CPT (Current Procedural Terminology) codes are standardized five-character codes maintained by the American Medical Association that identify medical, surgical, and diagnostic procedures on claims. Accurate CPT coding drives correct ASC reimbursement, since each surgical procedure maps to a specific payable code.

What are CPT codes?

CPT (Current Procedural Terminology) codes are standardized five-character codes, maintained by the American Medical Association, that identify medical, surgical, and diagnostic procedures and services on claims. Each code corresponds to a specific service, giving payers and providers a common, precise way to describe what was done.

CPT codes work alongside diagnosis codes, which describe why a service was provided, to form the procedural half of the information a payer needs to adjudicate a claim.

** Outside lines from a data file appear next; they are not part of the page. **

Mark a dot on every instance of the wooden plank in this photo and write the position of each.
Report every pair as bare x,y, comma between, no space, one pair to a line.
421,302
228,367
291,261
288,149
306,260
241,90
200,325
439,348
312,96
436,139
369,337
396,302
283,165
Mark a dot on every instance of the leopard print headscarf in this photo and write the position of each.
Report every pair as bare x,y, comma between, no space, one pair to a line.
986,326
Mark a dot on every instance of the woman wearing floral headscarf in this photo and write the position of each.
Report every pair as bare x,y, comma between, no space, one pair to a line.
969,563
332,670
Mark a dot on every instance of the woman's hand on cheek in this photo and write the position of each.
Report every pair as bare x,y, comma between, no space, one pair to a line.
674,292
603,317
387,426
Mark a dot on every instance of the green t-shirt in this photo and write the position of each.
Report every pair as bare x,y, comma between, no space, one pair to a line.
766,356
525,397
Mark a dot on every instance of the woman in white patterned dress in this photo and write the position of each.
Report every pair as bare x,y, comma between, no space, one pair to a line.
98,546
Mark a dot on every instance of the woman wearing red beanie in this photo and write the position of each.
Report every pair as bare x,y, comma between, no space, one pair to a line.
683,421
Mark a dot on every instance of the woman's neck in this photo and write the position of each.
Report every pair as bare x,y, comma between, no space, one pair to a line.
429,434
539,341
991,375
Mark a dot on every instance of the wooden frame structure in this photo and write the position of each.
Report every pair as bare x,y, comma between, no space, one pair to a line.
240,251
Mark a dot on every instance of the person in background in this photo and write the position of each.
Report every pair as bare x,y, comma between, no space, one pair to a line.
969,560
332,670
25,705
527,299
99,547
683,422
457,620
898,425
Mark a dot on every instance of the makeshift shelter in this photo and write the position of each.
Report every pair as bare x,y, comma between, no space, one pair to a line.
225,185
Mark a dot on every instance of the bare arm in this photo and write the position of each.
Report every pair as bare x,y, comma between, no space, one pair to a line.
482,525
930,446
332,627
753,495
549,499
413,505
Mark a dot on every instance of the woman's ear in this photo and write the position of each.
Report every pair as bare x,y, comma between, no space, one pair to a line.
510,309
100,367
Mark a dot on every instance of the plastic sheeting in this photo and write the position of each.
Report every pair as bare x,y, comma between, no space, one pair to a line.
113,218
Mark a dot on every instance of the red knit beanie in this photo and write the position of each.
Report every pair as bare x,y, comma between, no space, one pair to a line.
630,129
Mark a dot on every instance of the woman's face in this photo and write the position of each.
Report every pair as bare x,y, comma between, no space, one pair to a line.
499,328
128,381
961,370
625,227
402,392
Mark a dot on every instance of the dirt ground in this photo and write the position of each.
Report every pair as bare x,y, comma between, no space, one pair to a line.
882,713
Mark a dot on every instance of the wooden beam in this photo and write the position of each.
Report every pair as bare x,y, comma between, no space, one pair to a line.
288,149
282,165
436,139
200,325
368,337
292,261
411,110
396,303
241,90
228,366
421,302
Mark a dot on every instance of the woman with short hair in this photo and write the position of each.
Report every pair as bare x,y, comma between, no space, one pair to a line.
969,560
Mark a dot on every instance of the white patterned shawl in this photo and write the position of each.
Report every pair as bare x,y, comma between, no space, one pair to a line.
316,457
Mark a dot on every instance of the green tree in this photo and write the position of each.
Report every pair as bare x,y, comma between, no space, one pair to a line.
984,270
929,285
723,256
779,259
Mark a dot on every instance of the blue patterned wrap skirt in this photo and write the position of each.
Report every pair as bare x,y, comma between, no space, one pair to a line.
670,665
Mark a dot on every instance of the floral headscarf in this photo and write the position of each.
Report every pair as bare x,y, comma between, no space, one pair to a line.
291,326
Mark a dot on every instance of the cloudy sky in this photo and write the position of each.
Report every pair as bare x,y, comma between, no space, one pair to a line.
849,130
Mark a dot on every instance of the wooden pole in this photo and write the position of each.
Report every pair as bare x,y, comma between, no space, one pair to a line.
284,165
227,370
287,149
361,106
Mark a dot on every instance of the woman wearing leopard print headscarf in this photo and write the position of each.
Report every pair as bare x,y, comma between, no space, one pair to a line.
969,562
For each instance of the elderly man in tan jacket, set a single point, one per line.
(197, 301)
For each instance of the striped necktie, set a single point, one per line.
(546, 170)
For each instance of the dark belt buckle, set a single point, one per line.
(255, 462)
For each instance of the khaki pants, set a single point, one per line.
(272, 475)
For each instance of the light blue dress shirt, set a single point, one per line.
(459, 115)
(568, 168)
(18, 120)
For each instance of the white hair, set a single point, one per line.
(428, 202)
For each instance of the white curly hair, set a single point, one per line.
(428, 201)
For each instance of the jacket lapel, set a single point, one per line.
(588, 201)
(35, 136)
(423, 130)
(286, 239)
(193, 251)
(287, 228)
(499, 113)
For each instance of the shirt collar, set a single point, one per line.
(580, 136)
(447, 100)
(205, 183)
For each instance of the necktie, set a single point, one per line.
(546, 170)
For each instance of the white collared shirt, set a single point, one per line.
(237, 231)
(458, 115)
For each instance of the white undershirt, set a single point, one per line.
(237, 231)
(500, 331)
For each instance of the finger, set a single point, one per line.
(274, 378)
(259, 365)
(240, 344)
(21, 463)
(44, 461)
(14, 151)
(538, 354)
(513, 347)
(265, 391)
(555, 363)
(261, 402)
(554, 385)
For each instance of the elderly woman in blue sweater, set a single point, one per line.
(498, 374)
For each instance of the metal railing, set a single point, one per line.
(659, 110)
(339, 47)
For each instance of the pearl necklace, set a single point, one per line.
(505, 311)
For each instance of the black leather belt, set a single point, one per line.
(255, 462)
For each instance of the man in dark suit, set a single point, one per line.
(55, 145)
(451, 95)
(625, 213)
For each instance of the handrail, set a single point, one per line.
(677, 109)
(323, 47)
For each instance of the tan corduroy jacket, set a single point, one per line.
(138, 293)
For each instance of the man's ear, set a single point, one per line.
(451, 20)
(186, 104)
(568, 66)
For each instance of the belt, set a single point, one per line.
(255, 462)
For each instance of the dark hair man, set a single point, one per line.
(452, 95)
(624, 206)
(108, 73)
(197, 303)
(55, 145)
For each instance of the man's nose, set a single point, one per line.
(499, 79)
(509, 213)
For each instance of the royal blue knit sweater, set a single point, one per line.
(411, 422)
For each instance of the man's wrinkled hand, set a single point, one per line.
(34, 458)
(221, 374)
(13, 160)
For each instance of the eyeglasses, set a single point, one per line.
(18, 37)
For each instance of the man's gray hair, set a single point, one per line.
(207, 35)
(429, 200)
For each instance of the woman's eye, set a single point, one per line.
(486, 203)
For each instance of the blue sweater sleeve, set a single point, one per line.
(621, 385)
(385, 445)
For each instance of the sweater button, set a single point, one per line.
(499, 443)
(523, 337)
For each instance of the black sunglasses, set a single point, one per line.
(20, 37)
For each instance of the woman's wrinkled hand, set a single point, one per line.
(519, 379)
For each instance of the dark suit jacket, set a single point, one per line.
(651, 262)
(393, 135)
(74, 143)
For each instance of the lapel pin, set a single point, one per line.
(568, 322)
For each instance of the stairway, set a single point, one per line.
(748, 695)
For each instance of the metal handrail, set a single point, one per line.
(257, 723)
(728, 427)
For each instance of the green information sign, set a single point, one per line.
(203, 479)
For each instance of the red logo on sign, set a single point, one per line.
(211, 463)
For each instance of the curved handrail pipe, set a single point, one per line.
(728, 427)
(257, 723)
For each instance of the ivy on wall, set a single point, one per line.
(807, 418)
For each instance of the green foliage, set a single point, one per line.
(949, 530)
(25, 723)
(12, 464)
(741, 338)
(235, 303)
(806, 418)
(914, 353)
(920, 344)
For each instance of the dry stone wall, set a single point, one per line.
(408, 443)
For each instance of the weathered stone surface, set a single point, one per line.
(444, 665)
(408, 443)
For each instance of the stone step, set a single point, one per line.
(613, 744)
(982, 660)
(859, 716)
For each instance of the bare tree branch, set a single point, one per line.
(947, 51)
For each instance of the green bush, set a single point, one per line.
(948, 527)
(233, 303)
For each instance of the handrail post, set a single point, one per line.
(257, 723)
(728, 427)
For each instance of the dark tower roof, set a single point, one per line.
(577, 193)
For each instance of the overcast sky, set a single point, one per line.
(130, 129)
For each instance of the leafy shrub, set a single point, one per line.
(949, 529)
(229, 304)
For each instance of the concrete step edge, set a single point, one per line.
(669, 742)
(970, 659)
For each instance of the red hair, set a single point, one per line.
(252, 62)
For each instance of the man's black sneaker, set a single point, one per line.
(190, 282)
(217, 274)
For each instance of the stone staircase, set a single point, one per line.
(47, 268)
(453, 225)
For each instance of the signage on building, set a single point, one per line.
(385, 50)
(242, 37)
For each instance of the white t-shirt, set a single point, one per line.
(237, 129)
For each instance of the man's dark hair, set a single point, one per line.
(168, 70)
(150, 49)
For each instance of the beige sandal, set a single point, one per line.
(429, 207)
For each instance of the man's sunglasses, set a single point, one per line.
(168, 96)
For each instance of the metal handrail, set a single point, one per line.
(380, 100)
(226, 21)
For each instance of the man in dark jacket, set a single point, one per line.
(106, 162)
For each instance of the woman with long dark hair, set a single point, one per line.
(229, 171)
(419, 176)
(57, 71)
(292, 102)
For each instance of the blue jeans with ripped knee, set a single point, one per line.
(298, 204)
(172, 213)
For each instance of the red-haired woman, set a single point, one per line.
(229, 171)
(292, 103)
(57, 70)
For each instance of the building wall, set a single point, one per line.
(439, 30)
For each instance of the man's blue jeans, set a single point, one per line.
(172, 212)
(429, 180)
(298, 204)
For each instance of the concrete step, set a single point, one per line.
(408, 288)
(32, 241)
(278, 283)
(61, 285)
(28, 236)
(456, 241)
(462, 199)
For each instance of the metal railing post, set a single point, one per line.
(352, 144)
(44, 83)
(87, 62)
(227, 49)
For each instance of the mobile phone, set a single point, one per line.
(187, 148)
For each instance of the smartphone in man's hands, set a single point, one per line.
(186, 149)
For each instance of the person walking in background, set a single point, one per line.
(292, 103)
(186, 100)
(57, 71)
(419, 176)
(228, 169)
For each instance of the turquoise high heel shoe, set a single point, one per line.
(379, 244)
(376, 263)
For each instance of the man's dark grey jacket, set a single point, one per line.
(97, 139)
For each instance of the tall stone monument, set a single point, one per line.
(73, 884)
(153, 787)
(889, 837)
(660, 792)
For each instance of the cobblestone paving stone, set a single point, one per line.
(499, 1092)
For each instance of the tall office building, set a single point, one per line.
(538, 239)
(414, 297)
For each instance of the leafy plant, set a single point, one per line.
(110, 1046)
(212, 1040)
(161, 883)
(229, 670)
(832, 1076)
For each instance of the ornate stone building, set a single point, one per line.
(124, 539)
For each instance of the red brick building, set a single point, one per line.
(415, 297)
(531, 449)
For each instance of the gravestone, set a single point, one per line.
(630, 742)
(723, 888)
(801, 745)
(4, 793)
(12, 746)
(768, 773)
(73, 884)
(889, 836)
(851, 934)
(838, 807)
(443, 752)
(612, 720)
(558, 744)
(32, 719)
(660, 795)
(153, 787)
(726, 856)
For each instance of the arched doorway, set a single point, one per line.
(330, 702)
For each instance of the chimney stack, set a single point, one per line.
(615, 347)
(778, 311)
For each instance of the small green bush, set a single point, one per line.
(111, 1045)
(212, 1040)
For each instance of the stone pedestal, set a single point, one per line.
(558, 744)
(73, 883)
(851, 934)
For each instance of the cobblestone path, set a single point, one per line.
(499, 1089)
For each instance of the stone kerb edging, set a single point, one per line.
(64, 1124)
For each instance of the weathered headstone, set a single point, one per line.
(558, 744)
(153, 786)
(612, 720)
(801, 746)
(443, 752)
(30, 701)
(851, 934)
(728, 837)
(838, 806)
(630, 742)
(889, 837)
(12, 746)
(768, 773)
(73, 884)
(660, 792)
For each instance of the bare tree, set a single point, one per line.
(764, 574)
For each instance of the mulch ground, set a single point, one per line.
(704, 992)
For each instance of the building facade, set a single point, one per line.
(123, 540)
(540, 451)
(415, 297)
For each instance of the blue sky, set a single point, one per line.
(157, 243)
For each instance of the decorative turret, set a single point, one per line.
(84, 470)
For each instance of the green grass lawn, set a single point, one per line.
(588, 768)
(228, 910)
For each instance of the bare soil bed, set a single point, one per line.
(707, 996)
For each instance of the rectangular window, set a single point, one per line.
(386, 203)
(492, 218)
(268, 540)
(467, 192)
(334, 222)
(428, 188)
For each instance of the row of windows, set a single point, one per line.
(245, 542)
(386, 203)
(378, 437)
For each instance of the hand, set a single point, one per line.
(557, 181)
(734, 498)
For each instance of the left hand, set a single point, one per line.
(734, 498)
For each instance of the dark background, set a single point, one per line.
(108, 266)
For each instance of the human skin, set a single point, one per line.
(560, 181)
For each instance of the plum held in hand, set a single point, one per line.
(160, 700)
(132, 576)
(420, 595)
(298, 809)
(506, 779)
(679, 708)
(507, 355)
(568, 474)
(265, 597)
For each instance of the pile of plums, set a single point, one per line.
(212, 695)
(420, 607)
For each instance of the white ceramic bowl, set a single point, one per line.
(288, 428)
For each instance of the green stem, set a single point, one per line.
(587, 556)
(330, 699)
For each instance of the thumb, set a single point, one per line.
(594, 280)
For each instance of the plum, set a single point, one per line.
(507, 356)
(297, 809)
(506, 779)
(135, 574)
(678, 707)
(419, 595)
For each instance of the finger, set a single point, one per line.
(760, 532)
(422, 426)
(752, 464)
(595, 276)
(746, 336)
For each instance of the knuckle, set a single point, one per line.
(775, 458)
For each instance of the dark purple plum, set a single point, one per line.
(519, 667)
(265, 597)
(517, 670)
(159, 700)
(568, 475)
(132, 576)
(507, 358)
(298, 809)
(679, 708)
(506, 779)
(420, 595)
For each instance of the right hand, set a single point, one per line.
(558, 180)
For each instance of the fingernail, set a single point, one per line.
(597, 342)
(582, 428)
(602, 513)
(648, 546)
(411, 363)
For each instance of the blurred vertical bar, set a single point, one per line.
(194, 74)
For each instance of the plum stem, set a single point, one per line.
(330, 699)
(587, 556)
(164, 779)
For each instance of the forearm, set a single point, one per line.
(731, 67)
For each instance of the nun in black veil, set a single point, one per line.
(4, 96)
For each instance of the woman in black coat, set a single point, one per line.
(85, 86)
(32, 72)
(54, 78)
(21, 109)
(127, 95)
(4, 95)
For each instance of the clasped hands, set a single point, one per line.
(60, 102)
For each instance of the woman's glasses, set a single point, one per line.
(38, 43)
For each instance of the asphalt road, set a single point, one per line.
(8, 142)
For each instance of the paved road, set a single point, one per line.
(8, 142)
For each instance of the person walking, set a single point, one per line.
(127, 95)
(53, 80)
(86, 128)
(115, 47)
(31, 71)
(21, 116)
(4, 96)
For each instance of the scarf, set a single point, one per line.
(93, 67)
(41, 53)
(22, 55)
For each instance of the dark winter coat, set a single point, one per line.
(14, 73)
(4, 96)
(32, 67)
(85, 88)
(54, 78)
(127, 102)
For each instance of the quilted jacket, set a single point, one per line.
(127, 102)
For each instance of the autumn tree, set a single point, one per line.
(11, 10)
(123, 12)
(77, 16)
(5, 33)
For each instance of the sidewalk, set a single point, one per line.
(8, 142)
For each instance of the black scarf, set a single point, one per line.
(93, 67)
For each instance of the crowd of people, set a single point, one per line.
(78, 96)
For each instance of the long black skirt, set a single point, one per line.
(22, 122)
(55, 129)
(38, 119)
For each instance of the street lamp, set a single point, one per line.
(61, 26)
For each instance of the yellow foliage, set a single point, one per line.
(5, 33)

Why do CPT codes matter for surgery centers?

Because reimbursement is tied to the specific procedure performed, accurate CPT coding is what drives correct payment for each surgical case an ASC bills. Selecting the right code, and applying appropriate modifiers, can be the difference between full reimbursement, an underpayment, or a denial.

For an ambulatory surgery center, where the procedure itself is the core billable event, precise CPT coding is foundational to the entire claim. Errors at this level cascade into the rest of the revenue cycle, making CPT accuracy a high-priority focus for coding staff.